Flavia Pennetta e il suo momento d’oro: «Ora le top 10 e un sushi con Valentino Rossi»
Flavia Pennetta |
Con la vittoria al torneo di Los Angeles, la brindisina è salita al numero 12 della classifica e punta all’ingresso tra le migliori
MILANO — Sulle strade della California, viaggiando con il finestrino abbassato e il vento nei capelli, ha trovato quello che cercava da tempo. Flavia Pennetta da Brindisi, il made in Puglia più noto all’estero dopo le friselle, sorride dall’altra parte del telefono e del pianeta: «Cosa cercavo per fare finalmente il salto di qualità? Facile: me stessa…». Due top 10 (Petrova e Zvonareva), un’ex n. 1 (Sharapova) e un’australiana bollente (Stosur, n. 19) trafitte da un tennis mai così concreto («Più andavo avanti, meglio giocavo: in finale mi riusciva tutto!»), ottavo torneo in carriera ma Los Angeles è indubbiamente il più importante, è la linea d’ombra tagliata a 27 anni da numero 12 del mondo («Le migliori dieci del ranking sono lì, se gioco bene un altro torneo prima degli Us Open posso toccarle. E, credimi, ci tengo un casino »), con quella frase che l’amatissimo papà Oronzo pronunciò dieci anni fa e che ancora le ronza, molesta, nelle orecchie: «Chissà se la mia bambina arriverà nelle prime 200…»

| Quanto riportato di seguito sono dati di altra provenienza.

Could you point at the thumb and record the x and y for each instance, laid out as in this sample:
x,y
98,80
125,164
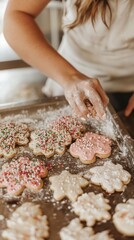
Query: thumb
x,y
128,109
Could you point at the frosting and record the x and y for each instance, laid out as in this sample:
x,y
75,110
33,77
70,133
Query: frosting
x,y
112,177
12,134
21,173
67,185
90,146
55,138
123,217
27,223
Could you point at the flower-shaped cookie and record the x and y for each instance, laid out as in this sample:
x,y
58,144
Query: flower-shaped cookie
x,y
73,126
112,177
27,222
123,217
67,185
12,134
75,231
21,173
90,146
56,137
92,207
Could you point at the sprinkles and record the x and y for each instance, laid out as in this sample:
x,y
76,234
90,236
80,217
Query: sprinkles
x,y
21,173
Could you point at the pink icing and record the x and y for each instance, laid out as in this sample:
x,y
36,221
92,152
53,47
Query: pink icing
x,y
21,173
92,144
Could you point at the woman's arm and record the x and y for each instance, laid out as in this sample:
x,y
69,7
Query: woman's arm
x,y
130,107
24,36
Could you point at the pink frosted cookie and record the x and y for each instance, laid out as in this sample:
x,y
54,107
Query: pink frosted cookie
x,y
12,134
55,139
21,173
123,218
90,146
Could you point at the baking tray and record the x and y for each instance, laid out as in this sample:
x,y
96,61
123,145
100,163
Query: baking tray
x,y
38,114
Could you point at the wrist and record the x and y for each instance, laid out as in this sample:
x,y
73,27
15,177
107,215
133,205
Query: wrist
x,y
68,79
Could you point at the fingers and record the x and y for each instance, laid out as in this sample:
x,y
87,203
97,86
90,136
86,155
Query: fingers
x,y
130,107
102,93
75,109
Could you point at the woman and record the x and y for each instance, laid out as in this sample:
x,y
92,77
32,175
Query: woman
x,y
98,44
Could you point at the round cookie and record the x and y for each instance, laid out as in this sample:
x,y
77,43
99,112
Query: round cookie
x,y
123,218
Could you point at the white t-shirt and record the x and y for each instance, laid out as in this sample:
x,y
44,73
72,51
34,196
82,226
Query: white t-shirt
x,y
96,51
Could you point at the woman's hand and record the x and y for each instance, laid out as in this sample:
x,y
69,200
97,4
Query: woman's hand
x,y
130,106
83,88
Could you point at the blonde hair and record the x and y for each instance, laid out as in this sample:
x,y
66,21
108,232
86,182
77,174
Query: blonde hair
x,y
88,9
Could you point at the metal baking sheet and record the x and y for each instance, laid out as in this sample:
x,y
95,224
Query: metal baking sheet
x,y
59,213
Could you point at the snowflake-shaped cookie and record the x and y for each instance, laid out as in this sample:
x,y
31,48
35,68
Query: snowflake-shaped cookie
x,y
90,146
92,207
67,185
56,137
12,134
27,222
21,173
112,177
123,217
75,231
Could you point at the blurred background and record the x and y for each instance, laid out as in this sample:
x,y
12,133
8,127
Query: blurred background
x,y
16,74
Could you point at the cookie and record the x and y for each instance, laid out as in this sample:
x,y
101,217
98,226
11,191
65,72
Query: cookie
x,y
90,146
67,185
55,139
27,223
21,173
75,231
123,218
111,177
101,236
49,142
92,207
73,125
12,134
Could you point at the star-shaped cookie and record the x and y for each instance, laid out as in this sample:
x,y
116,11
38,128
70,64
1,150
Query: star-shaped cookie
x,y
12,134
21,173
90,146
67,185
112,177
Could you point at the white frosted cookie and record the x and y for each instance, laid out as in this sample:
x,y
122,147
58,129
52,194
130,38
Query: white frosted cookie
x,y
101,236
67,185
75,231
90,146
112,177
123,217
27,223
12,134
21,173
92,207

Flavia è una tennista d’esportazione da quando aveva 14 anni, ha capito subito che il mondo sarebbe stato il suo playground, ha preso casa a Barcellona e in Puglia torna giusto per trarre linfa fresca dalle radici. Alla vigilia della trasferta negli Usa è andata al mare a Rosamarina con nonna e le sue amiche, «lei nerissima, io bianca latte, mi ha spalmata di crema e siamo state due giorni a chiacchierare, dentro e fuori dall’acqua», perché prima di partire alla conquista di Los Angeles parlando uno slang d’alta classifica sentiva il bisogno di masticare un po’ di lessico familiare. Con il coach spagnolo Gabriel Urpi comunica in catalano misto a italiano («Ma quando m’incavolo sbotto in dialetto pugliese…»), con l’angelo custode Federico Luzzi (era per l’amico portato via a 28 anni da una leucemia fulminante quel dito al cielo dopo il match point) una lingua del cuore muta e invisibile; alle più forti giocatrici del mondo ormai dà del tu senza arroganza, forte della consapevolezza dei suoi mezzi, e ci sarà un perché se, quando s’incrociano in spogliatoio, Venus Williams saluta per prima. «Hi Flavia». La vita può cambiare in un istante. Un dritto sulla riga. Un servizio buono di un soffio. «Sto giocando bene da un po’ ma il vero clic è interiore, morale, di testa». Sta bene, e si vede. Fuori, ma soprattutto dentro. «Ho capito dove vuoi andare a parare e no, non sono fidanzata. Nessuna storia vera. Ho deciso che posso farcela anche da sola. E un giorno, a Carlos Moya che mi mollò per un’altra, mi toccherà dire grazie perché mi ha fatto scoprire cose di me che non conoscevo».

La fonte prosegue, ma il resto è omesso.